Ecosyste.ms: Awesome

An open API service indexing awesome lists of open source software.

Awesome Lists | Featured Topics | Projects

https://github.com/arturogonzalezm/convert_json_to_parquet

ETL (Extract, Transform, Load) job using PySpark - submodule
https://github.com/arturogonzalezm/convert_json_to_parquet

apache-spark etl etl-job etl-pipeline pyspark-python python python312

Last synced: 3 days ago
JSON representation

ETL (Extract, Transform, Load) job using PySpark - submodule

Awesome Lists containing this project

README

        

[![codecov](https://codecov.io/gh/arturogonzalezm/convert_json_to_parquet/graph/badge.svg?token=6GBJPNE0BB)](https://codecov.io/gh/arturogonzalezm/convert_json_to_parquet)
[![License: MIT](https://img.shields.io/badge/License-MIT-purple.svg)](https://github.com/arturogonzalezm/convert_json_to_parquet/blob/master/LICENSE)
[![PyLint](https://github.com/arturogonzalezm/convert_json_to_parquet/actions/workflows/workflow.yml/badge.svg)](https://github.com/arturogonzalezm/convert_json_to_parquet/actions/workflows/pylint.yml)

# Convert JSON to Parquet - PySpark ETL Job submodule

This project demonstrates a structured approach to building an ETL (Extract, Transform, Load) job using Python, PySpark, and custom exceptions.
The code is organised into separate modules for logging, custom exceptions, Spark session management, and the ETL job itself.

## Modules Overview

**custom_exceptions.py**

### Defines two custom exception classes:

**ETLJobError:** Raised when errors occur during the ETL job.

**SparkSessionError:** Raised when errors occur related to the Spark session.

Each exception class has attributes for message, stage (for ETLJobError), component (for SparkSessionError), and details.

---

**logger.py**

### Provides logging functions:

**log_error(message):** Logs an error message.

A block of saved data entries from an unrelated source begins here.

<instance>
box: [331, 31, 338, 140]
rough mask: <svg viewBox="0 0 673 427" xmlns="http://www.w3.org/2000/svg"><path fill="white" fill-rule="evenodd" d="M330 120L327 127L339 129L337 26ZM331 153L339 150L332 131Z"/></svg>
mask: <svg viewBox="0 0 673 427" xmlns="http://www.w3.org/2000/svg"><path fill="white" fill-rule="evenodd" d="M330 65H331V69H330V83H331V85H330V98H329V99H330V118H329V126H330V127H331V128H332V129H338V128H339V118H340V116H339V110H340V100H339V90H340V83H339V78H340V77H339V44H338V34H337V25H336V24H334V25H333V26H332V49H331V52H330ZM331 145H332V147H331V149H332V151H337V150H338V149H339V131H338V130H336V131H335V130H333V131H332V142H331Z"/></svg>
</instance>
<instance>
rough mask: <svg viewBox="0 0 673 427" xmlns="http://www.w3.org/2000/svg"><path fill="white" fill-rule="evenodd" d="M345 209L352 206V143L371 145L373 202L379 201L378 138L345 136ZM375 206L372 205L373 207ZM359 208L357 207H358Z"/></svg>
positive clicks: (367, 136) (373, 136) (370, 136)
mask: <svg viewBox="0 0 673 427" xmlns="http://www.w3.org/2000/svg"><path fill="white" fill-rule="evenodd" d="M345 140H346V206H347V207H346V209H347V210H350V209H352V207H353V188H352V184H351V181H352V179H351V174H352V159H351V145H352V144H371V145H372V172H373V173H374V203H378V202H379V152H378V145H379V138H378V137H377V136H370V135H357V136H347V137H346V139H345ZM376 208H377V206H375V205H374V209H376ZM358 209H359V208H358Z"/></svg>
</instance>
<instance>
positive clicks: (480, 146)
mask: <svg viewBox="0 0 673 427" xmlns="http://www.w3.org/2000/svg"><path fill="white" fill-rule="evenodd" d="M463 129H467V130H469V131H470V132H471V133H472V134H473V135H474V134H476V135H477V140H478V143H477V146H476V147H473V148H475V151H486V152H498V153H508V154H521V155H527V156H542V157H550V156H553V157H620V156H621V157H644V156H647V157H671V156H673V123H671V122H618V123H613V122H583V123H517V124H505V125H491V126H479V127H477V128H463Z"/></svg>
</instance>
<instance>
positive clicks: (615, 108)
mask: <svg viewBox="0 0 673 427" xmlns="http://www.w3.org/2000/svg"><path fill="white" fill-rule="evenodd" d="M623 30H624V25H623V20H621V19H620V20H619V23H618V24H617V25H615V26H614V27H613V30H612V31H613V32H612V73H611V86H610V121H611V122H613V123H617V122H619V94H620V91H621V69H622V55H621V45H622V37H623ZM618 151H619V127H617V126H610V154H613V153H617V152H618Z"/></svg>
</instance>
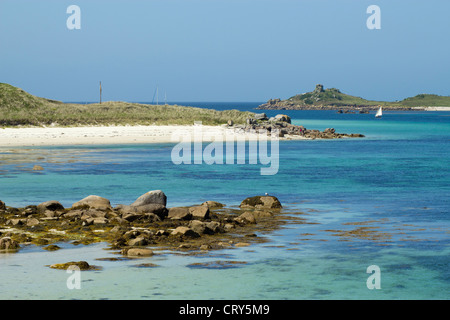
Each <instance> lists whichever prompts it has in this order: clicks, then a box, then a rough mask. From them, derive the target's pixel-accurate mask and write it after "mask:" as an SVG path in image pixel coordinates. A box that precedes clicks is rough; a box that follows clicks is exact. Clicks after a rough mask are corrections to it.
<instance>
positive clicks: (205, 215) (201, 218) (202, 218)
mask: <svg viewBox="0 0 450 320" xmlns="http://www.w3.org/2000/svg"><path fill="white" fill-rule="evenodd" d="M189 212H190V214H191V215H192V218H193V219H208V218H209V208H208V207H207V206H196V207H190V208H189Z"/></svg>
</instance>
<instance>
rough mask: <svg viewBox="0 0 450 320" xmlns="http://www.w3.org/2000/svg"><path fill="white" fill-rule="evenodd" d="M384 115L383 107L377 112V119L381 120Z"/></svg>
mask: <svg viewBox="0 0 450 320" xmlns="http://www.w3.org/2000/svg"><path fill="white" fill-rule="evenodd" d="M382 115H383V110H382V109H381V107H380V109H378V111H377V113H376V115H375V117H376V118H379V117H381V116H382Z"/></svg>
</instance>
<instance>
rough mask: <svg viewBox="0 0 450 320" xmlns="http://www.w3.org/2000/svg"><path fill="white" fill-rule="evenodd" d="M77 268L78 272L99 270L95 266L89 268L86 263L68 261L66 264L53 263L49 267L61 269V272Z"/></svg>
mask: <svg viewBox="0 0 450 320" xmlns="http://www.w3.org/2000/svg"><path fill="white" fill-rule="evenodd" d="M73 267H76V268H79V269H80V270H98V269H99V268H98V267H96V266H91V265H90V264H89V263H87V262H86V261H70V262H66V263H55V264H52V265H50V268H52V269H61V270H67V269H69V268H73Z"/></svg>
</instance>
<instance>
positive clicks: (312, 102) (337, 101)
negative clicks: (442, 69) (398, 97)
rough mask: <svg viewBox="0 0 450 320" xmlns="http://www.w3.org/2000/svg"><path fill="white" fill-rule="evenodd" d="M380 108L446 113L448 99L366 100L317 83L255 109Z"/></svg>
mask: <svg viewBox="0 0 450 320" xmlns="http://www.w3.org/2000/svg"><path fill="white" fill-rule="evenodd" d="M379 107H383V109H385V110H399V111H413V110H425V111H450V96H439V95H435V94H418V95H416V96H414V97H410V98H406V99H403V100H401V101H395V102H389V101H374V100H366V99H363V98H361V97H356V96H352V95H348V94H345V93H342V92H341V91H340V90H339V89H336V88H330V89H324V87H323V85H321V84H318V85H316V88H315V89H314V91H311V92H306V93H302V94H297V95H295V96H292V97H290V98H288V99H286V100H281V99H270V100H268V101H267V102H266V103H264V104H261V105H260V106H258V108H257V109H263V110H343V111H349V110H352V111H360V112H362V113H364V112H368V111H372V110H376V109H378V108H379Z"/></svg>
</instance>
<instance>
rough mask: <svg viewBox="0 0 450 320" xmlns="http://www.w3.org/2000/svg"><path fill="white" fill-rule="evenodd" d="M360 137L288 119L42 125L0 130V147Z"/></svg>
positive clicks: (358, 136)
mask: <svg viewBox="0 0 450 320" xmlns="http://www.w3.org/2000/svg"><path fill="white" fill-rule="evenodd" d="M343 137H351V138H355V137H364V136H363V135H361V134H341V133H336V132H335V131H334V129H332V128H329V129H326V130H324V131H323V132H320V131H319V130H307V129H305V128H303V127H302V126H295V125H291V124H290V121H289V122H278V123H270V122H267V121H266V122H262V123H253V124H247V125H233V124H232V125H226V124H225V125H221V126H211V125H201V124H194V125H148V126H144V125H124V126H75V127H60V126H44V127H13V128H11V127H7V128H2V129H0V147H37V146H66V145H67V146H71V145H117V144H151V143H180V142H210V141H215V142H217V141H250V140H258V139H261V138H266V139H280V140H313V139H335V138H343Z"/></svg>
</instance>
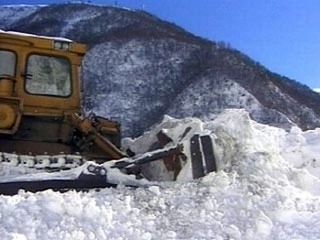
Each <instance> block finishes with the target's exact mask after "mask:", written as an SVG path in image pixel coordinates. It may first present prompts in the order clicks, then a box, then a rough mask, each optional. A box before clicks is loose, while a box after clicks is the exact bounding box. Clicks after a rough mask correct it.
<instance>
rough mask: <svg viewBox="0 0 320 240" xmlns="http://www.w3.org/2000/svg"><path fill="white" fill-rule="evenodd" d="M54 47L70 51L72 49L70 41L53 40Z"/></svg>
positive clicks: (60, 49) (56, 49)
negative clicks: (69, 42)
mask: <svg viewBox="0 0 320 240" xmlns="http://www.w3.org/2000/svg"><path fill="white" fill-rule="evenodd" d="M53 49H55V50H62V51H68V50H69V49H70V43H68V42H62V41H57V40H55V41H54V42H53Z"/></svg>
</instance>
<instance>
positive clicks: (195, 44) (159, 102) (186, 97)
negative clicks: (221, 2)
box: [0, 4, 320, 136]
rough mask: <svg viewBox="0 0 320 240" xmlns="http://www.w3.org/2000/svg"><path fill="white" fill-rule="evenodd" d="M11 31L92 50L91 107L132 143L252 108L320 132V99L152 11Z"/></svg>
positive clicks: (46, 17)
mask: <svg viewBox="0 0 320 240" xmlns="http://www.w3.org/2000/svg"><path fill="white" fill-rule="evenodd" d="M1 9H2V8H1V7H0V13H1ZM0 19H1V14H0ZM4 28H5V29H11V30H17V31H22V32H29V33H34V34H41V35H55V36H61V37H68V38H71V39H74V40H76V41H79V42H84V43H86V44H88V46H89V51H88V53H87V54H86V56H85V59H84V62H83V67H84V71H83V77H84V82H85V86H86V94H85V98H84V99H85V103H86V106H87V108H88V109H94V110H95V111H97V112H98V113H99V114H102V115H104V116H107V117H114V118H116V119H117V120H119V121H120V122H122V124H123V126H124V135H126V136H137V135H139V134H141V133H142V132H143V131H145V130H146V129H148V128H149V127H151V126H152V125H153V124H155V123H156V122H158V121H160V120H161V118H162V116H163V115H164V114H170V115H172V116H173V117H181V118H182V117H186V116H194V117H199V118H201V119H212V118H214V117H215V116H216V115H217V114H218V113H220V112H222V111H223V110H224V109H226V108H245V109H246V110H247V111H249V112H250V114H251V116H252V117H253V119H255V120H256V121H258V122H262V123H268V124H270V125H273V126H278V127H282V128H285V129H289V128H290V127H291V126H292V125H293V124H297V125H298V126H299V127H301V128H303V129H311V128H315V127H319V126H320V104H319V103H320V95H319V94H318V93H316V92H314V91H312V90H311V89H309V88H308V87H307V86H305V85H303V84H300V83H298V82H296V81H294V80H291V79H289V78H286V77H283V76H280V75H278V74H276V73H272V72H271V71H269V70H268V69H266V68H265V67H263V66H262V65H261V64H259V63H258V62H256V61H254V60H252V59H251V58H249V57H248V56H246V55H245V54H243V53H241V52H239V51H238V50H235V49H232V48H230V47H229V46H228V44H225V43H223V42H214V41H209V40H207V39H203V38H201V37H199V36H195V35H193V34H192V33H189V32H187V31H186V30H184V29H183V28H181V27H179V26H177V25H175V24H172V23H169V22H166V21H163V20H161V19H159V18H157V17H156V16H154V15H152V14H149V13H147V12H144V11H139V10H127V9H123V8H118V7H107V6H96V5H88V4H57V5H49V6H46V7H41V8H38V9H36V10H35V11H33V12H31V13H30V14H29V15H28V14H27V15H24V16H23V17H21V18H20V19H17V20H15V21H13V22H12V23H10V24H9V25H6V26H4Z"/></svg>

**log_info(message):** Logs an info message.

Uses Python's built-in logging module with a basic configuration.

---

**spark_session.py**

### Manages the creation and stopping of Spark sessions:

**get_spark_session(app_name):** Creates or retrieves a Spark session.

**stop_spark_session():** Stops the current Spark session if it exists.

---

**etl_job.py**

### Performs ETL operations using PySpark:

**extract_json(spark, input_file_path):** Extracts data from a JSON file.

**transform(df):** Transforms the extracted data by renaming column headers to uppercase.

**load(df, output_file_path):** Loads the transformed data into a Parquet file.

**run(spark, input_file_path_json, output_file_path_parquet):** Runs the ETL job.

---

**main.py**

### Usage example:

```python
from src.etl_job import ETLJob
from src.spark_session import SparkSessionManager
from src.utilities.custom_exceptions import SparkSessionError, ETLJobError
from src.utilities.logger import log_error

def main():
"""
Main function to run the ETL job.
"""
input_file_path_json = 'data/input/craiglist.json'
output_file_path_parquet = 'data/output/craiglist.parquet'

try:
# Create or get SparkSession
spark = SparkSessionManager.get_spark_session("Read JSON")

# Run ETL job
ETLJob.run(spark, input_file_path_json, output_file_path_parquet)

except SparkSessionError as e:
log_error(f"SparkSessionError: {e}")
return

except ETLJobError as e:
log_error(f"ETLJobError: {e}")
return

finally:
# Stop SparkSession
SparkSessionManager.stop_spark_session()

if __name__ == "__main__":
main()
```

---

## ETL Job Pipeline

```mermaid
graph LR
A[Main Script] -->|create/get spark session| B[SparkSessionManager]
B -->|getOrCreate SparkSession| C[SparkSession]
A -->|run ETL job| D[ETLJob]
D -->|extract JSON data| E[extract_json]
E -->|transform data| F[transform]
F -->|load data into Parquet file| G[load]
D -->|log error| H[Logger]
B -->|log error| H
A -->|stop spark session| I[SparkSessionManager.stop_spark_session]

classDef default fill:#f9f,stroke:#333,stroke-width:4px;
class ETLJob,extract_json,transform,load fill:#cce,stroke:#333,stroke-width:2px;
class SparkSessionManager,Logger fill:#ddf,stroke:#333,stroke-width:2px;
```

## Conclusion

This project demonstrates a structured approach to building an ETL job using Python, PySpark, and custom exceptions.
The code is organised into separate modules for logging, custom exceptions, Spark session management, and the ETL job itself.